Trumpcare 2.0 is the same as 1.0 — except it guts coverage of pre-existing conditions
Republicans in the House of Representatives say they will vote on a plan to repeal and replace the Affordable Care Act on Thursday, putting a bill largely negotiated in secret and revised at the last minute to the test in one of the tensest congressional standoffs in recent memory.
GOP leadership is pushing the vote under pressure from President Donald Trump's White House and conservatives in the House, despite opposition from virtually every major medical organization and a Congressional Budget Office review of a prior version showing it could kick more than 24 million people off of insurance.
The new version of the bill, released less than a day before the planned vote, seems to have persisted largely unchanged in structure.
But it does have additional concessions to appease the House's arch-conservative Freedom Caucus, which won language that would allow insurers to charge people with pre-existing conditions much more for health care. In exchange for the waivers, the amendment proposed by Michigan's Rep. Fred Upton will provide $8 billion in funds to assist the people with pre-existing conditions who would pay more under those waivers — a relative pittance in health care funding terms.
Republicans' first attempt at the American Health Care Act — a bill that ended the ACA's employer and individual mandates and replaced its system of subsidies with significantly less generous tax credits and cut taxes dramatically on the wealthy — failed disastrously after GOP legislators rejected the consensus position and never proceeded to vote.
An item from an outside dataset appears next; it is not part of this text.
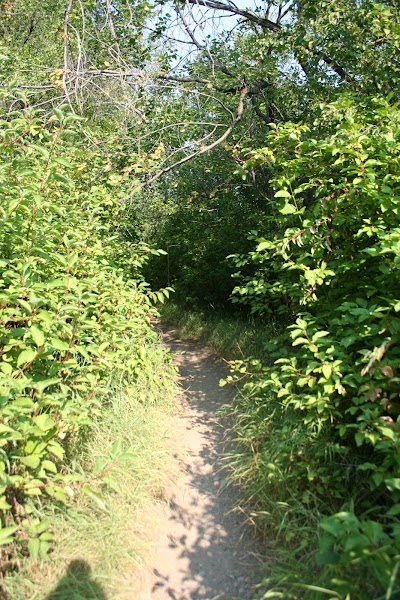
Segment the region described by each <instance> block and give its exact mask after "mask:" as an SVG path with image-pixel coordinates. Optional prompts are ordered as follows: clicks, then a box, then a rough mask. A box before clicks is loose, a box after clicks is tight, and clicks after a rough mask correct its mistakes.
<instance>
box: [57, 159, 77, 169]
mask: <svg viewBox="0 0 400 600" xmlns="http://www.w3.org/2000/svg"><path fill="white" fill-rule="evenodd" d="M54 162H56V163H58V164H59V165H63V167H67V169H72V167H73V165H72V164H71V163H70V162H69V160H67V159H66V158H64V157H63V156H57V157H56V158H55V159H54Z"/></svg>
Health groups and medical organizations have denounced the Republican plan. The CBO concluded the prior version would result in at least 24 million fewer people having health insurance by 2026, while a Vox analaysis concluded it would spike many ACA enrollees' premiums by thousands of dollars.
It's unclear whether the new bill will pass muster, even in the conservative House. While the Freedom Caucus thought the original bill was insufficiently radical, it was similarly opposed by moderates, who feared the bill's cuts to Medicaid would spell disaster for low-income constituents.
Yet even more unclear is what the exact impact of the revised version might be. Since Republicans broke their own promise to post legislation online three days before voting on it, no one, including the CBO, has had time to run new numbers on it.
In other words, it's being railroaded through without any foreknowledge of what the impact might be, despite health care spending comprising nearly a fifth of the United States' entire economy.
What is clear is that the revised version is substantively similar to the prior effort, meaning all of its potential consequences are likely to ensue.
Even if it passes the House, Republicans will face a rockier road in the Senate, where their path to a narrow majority vote is razor thin and losing just a handful of GOP senators could tank the bill. The original version of the bill could only be passed there via reconciliation, a process by which the Senate can approve legislation by a straight majority vote of more than 50 senators if it only affects spending.
The provisions added to please the Freedom Caucus in the House are not fiscal, meaning the GOP majority may not be able to invoke reconciliation rules — meaning they would need 60 votes to pass the bill without a Democratic filibuster, support which simply does not exist.